Howard: The timeline of the response of this attack is really interesting. At 7:35 in the morning, there was a realization that there was something wrong. Two hours later, the crisis management plan was evoked and that led to the library’s Gold Crisis Response Team being notified. By 10 o ‘clock, a WhatsApp video call was arranged with senior people. They were using WhatsApp because they couldn’t rely on email [after a successful breach of security controls]. This is a lesson on how a well-prepared organization planned [to respond to] a cyber attack, which is a lesson a lot of companies should learn. But what do you do if you’re a small company? You’re not going to set up a gold crisis team. You’re going to have fewer resources. So how does a small organization have an incident response plan and prepare to set up people to respond to an attack?

Terry: They had such a really great incident response plan set up — but yet they didn’t put on 2FA for everybody. That’s one of the basics. It’s step one. [But] you’re on step eight and you didn’t do step one. So listen up, small business owners: You’ve got to have even a simple incident response plan with the basics, like if an incident is detected who’s in charge of the recovery process? Who’s in charge of PR? And you also have to be doing [daily] the cybersecurity basics. Do you have proper patch management? Are you doing proper backups? Are you doing your assessments? Is IT properly equipped to rebuild the network in case there’s an incident?

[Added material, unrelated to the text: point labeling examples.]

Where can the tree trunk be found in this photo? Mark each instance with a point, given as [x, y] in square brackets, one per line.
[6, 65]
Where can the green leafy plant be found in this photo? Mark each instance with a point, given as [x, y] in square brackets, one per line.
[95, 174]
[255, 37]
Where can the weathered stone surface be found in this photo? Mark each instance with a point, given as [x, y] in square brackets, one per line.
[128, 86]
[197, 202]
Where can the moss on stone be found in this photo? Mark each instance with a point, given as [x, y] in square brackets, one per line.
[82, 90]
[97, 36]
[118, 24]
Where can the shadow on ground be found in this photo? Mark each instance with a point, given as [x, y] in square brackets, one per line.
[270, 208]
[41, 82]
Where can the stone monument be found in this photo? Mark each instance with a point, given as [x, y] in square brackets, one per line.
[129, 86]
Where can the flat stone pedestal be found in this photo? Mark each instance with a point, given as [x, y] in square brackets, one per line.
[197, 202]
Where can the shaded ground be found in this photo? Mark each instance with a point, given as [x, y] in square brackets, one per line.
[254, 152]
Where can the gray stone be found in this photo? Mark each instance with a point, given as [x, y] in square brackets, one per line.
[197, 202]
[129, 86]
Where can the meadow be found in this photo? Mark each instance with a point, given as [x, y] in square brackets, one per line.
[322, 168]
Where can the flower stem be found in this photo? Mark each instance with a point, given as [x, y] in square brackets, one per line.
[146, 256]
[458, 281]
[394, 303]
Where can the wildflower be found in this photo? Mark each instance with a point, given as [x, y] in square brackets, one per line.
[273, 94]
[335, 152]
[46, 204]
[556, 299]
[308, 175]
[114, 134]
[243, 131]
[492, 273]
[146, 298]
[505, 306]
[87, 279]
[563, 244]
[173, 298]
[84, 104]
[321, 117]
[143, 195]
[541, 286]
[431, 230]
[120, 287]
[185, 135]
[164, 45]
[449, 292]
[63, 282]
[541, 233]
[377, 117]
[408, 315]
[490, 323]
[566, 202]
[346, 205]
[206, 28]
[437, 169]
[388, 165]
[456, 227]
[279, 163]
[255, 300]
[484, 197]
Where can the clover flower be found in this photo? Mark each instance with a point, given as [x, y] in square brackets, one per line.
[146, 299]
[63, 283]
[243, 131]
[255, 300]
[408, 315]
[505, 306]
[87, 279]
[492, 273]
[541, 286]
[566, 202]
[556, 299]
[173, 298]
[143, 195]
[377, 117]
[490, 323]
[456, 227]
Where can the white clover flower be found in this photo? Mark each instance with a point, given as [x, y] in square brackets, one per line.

Here’s a perfect example. I had a meeting recently with a customer who has pretty much a one-man IT operation inside the organization. When we asked them for his incident management plans, he says, ‘I just call this guy.’ To confirm, we called that other person, who’s the outsourced IT department, and they’re completely unprepared …

Howard: I noticed the report said that “previously approved investment updates are now being implemented.” That’s like closing the barn door after the horses escaped. You know, to me, the lesson is don’t put off getting rid of legacy equipment. Do it fast, do it now.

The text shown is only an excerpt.